Moving Away From CVS: A Vote

Bill Barry after.fallout at gmail.com
Sat Sep 5 22:43:22 UTC 2009


Max Kanat-Alexander wrote:
> Anybody who is currently contributing to the Bugzilla Project or 
> interacting with our CVS is eligible to vote. (If you are not a 
> current contributor, please state your interest when voting.)

Not a contributor currently so my vote doesn't really count but I would 
vote Mercurial.

There is significant fear that bazaar will break compatibility in 
upgrades (it has already done so before). As someone who only rarely 
updates Bugzilla and even far more rarely updates underlying system 
infrastructure (at that level bureaucracy is simply to much in the way) 
what guarantees do I have that "bzr up" will continue to work a year 
from now the next time I update Bugzilla?

Any other reasons I have for wanting Mercurial are not things this 
community should care about (I have infrastructure and tooling support 
built up for Mercurial but not Bzr; I am active in the Mercurial dev 
community; etc.).

Your FUD about Bzr being superior is BS:

* Comparing the interface is merely subjective. I very much like the Hg 
interface better for one.
* Bzr has a new release every month because it finds major deficiencies 
every month. It also doesn't have minor releases and every single 
release has had breaking changes. In a corporate environment there is no 
reasonable suggestion for bzr to remain in any state of stability if you 
are interacting with repositories in external environments.
* While this is true, it is also pointless.
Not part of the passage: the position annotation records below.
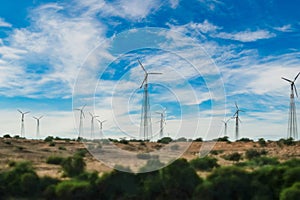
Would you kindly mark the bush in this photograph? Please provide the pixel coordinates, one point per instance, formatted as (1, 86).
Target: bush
(49, 139)
(244, 140)
(262, 142)
(143, 156)
(233, 156)
(55, 160)
(73, 190)
(165, 140)
(73, 166)
(253, 153)
(223, 139)
(62, 148)
(6, 136)
(204, 164)
(198, 140)
(291, 193)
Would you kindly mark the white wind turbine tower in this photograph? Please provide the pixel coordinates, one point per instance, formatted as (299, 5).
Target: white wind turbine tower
(146, 127)
(101, 127)
(292, 126)
(22, 122)
(225, 126)
(162, 122)
(237, 119)
(38, 126)
(81, 120)
(92, 124)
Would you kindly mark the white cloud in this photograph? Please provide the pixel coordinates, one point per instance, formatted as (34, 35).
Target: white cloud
(174, 3)
(128, 9)
(246, 36)
(3, 23)
(284, 28)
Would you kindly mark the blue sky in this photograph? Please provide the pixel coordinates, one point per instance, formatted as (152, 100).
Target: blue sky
(56, 55)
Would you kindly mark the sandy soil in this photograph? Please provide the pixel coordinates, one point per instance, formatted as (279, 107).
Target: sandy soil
(37, 151)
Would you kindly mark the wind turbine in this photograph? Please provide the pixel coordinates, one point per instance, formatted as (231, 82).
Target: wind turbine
(22, 122)
(92, 124)
(237, 119)
(225, 126)
(146, 127)
(101, 127)
(38, 126)
(292, 126)
(81, 120)
(162, 122)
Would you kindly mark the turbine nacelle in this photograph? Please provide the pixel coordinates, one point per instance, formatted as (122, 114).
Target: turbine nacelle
(293, 86)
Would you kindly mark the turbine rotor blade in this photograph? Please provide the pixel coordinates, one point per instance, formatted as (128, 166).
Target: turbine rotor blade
(154, 73)
(142, 66)
(296, 77)
(287, 79)
(296, 91)
(143, 81)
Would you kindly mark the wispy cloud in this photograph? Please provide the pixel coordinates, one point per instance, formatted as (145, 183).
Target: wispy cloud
(284, 28)
(3, 23)
(247, 36)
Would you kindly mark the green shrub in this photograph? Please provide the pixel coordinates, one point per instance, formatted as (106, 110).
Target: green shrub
(165, 140)
(233, 156)
(73, 166)
(49, 139)
(198, 140)
(62, 148)
(291, 193)
(55, 160)
(253, 153)
(262, 142)
(6, 136)
(244, 140)
(73, 190)
(204, 164)
(143, 156)
(51, 144)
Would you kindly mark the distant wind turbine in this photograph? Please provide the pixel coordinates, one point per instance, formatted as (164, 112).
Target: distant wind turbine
(22, 122)
(92, 125)
(292, 125)
(81, 116)
(162, 122)
(101, 127)
(237, 119)
(225, 126)
(38, 126)
(146, 127)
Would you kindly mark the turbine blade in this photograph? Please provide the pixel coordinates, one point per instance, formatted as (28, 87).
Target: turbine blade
(154, 73)
(143, 81)
(286, 79)
(142, 66)
(296, 91)
(296, 77)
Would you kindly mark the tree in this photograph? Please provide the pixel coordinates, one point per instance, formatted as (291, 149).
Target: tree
(73, 166)
(179, 180)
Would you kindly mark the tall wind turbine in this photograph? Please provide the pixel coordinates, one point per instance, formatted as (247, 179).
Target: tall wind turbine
(81, 120)
(146, 127)
(38, 126)
(92, 125)
(22, 122)
(237, 119)
(101, 127)
(292, 126)
(162, 122)
(225, 126)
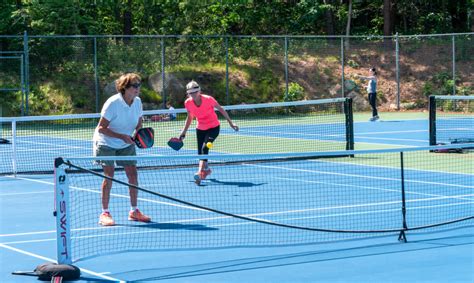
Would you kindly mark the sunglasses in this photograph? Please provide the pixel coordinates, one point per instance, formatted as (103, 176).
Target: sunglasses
(136, 85)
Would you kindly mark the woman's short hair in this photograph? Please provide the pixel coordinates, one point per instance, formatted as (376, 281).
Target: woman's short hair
(122, 83)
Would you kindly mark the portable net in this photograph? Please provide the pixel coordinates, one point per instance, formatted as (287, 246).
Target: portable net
(301, 126)
(266, 199)
(451, 119)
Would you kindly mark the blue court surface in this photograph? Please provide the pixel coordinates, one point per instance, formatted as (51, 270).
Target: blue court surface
(28, 230)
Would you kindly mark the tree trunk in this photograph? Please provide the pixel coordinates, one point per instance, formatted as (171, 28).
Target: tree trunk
(127, 18)
(329, 18)
(387, 18)
(348, 26)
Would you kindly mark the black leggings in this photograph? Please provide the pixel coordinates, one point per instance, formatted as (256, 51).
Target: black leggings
(373, 103)
(205, 136)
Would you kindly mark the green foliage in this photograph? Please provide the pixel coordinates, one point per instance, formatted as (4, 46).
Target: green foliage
(440, 84)
(295, 92)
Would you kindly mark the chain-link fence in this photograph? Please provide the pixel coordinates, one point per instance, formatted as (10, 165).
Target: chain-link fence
(75, 74)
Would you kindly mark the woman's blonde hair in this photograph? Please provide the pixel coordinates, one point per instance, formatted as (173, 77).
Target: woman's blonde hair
(125, 80)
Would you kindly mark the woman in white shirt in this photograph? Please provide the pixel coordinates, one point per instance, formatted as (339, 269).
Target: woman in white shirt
(121, 116)
(372, 91)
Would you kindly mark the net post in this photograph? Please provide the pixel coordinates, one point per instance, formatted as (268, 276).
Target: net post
(14, 143)
(63, 228)
(432, 119)
(349, 124)
(402, 237)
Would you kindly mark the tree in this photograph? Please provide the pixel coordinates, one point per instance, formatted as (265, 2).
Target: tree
(388, 22)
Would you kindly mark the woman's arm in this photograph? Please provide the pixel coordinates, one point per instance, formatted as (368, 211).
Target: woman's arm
(104, 129)
(366, 78)
(226, 116)
(189, 119)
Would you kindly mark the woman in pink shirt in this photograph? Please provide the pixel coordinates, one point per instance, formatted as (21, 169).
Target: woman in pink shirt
(202, 107)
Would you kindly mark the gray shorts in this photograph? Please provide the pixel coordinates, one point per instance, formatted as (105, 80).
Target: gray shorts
(103, 150)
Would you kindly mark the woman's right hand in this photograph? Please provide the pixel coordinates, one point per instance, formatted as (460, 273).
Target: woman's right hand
(127, 139)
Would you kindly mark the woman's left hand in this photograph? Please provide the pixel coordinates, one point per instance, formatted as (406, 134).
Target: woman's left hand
(234, 126)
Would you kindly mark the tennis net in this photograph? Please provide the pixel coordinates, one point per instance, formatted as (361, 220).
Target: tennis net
(451, 119)
(264, 200)
(303, 126)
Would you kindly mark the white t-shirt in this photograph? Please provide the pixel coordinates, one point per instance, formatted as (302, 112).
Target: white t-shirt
(123, 120)
(372, 85)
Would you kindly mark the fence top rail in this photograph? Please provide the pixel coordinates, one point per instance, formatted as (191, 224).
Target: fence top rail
(453, 97)
(176, 111)
(241, 36)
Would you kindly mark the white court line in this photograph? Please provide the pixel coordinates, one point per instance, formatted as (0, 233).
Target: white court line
(100, 275)
(25, 193)
(359, 176)
(393, 132)
(388, 139)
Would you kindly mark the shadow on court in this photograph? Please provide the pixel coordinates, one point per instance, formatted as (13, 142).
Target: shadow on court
(235, 183)
(436, 245)
(170, 226)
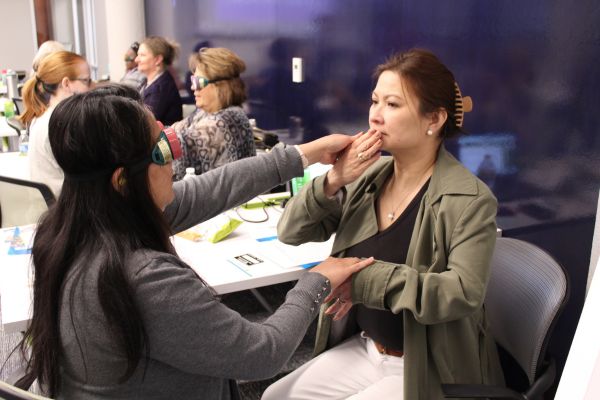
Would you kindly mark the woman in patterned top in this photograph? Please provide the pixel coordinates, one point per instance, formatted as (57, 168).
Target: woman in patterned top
(218, 132)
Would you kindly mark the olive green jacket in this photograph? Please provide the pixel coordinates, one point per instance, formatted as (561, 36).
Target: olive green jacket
(440, 290)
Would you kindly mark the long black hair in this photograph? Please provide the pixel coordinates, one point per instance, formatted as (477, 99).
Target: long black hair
(91, 135)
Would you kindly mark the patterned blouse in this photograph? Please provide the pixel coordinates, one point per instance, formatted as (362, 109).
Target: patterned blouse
(211, 140)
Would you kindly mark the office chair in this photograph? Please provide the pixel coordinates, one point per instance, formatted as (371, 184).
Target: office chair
(10, 392)
(22, 202)
(526, 293)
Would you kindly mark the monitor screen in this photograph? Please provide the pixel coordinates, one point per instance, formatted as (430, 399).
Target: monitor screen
(490, 152)
(310, 173)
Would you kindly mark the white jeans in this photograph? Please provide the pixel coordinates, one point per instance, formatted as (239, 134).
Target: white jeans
(352, 370)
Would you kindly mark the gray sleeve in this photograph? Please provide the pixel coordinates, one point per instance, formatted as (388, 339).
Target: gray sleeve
(215, 191)
(311, 216)
(190, 330)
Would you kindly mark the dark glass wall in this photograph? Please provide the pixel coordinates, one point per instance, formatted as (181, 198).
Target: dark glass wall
(531, 68)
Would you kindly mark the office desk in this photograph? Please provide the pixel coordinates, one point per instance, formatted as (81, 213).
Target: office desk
(249, 258)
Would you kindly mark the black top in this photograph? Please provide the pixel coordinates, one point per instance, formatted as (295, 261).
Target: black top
(163, 99)
(390, 245)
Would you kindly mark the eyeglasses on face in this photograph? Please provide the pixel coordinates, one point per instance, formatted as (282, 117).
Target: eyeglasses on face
(168, 147)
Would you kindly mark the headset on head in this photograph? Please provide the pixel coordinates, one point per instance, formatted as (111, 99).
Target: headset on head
(199, 82)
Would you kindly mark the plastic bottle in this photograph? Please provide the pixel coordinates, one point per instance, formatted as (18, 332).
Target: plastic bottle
(12, 84)
(190, 172)
(9, 109)
(24, 143)
(3, 88)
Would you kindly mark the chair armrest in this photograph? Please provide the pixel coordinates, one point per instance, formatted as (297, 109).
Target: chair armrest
(452, 391)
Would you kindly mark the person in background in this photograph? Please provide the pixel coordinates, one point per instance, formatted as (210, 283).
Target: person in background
(116, 313)
(218, 131)
(133, 77)
(187, 82)
(415, 319)
(49, 46)
(160, 92)
(60, 75)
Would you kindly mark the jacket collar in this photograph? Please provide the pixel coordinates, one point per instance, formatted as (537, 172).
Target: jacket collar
(449, 177)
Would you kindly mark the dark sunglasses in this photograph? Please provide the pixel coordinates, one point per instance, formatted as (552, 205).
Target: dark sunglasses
(168, 147)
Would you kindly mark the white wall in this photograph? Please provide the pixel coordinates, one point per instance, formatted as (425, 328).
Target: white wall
(18, 42)
(581, 376)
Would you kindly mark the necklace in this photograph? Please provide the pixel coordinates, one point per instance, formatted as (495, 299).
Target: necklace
(392, 214)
I have yet to see any reason 
why you might need to track empty directories which couldn't be 
accomplished by tracking an empty file in a directory.
* The mercurial commands are not significantly different than CVS or SVN.

As far as superiority: last I checked over 90% of the commits to Bzr 
were from 2 or 3 people employed by Canonical. There literally was not a 
developer community.

Regardless, all I really want is for our benevolent dictator for the 
time being to decide and make the move (and to see a testopia repository 
that keeps up to date with the changes as they happen).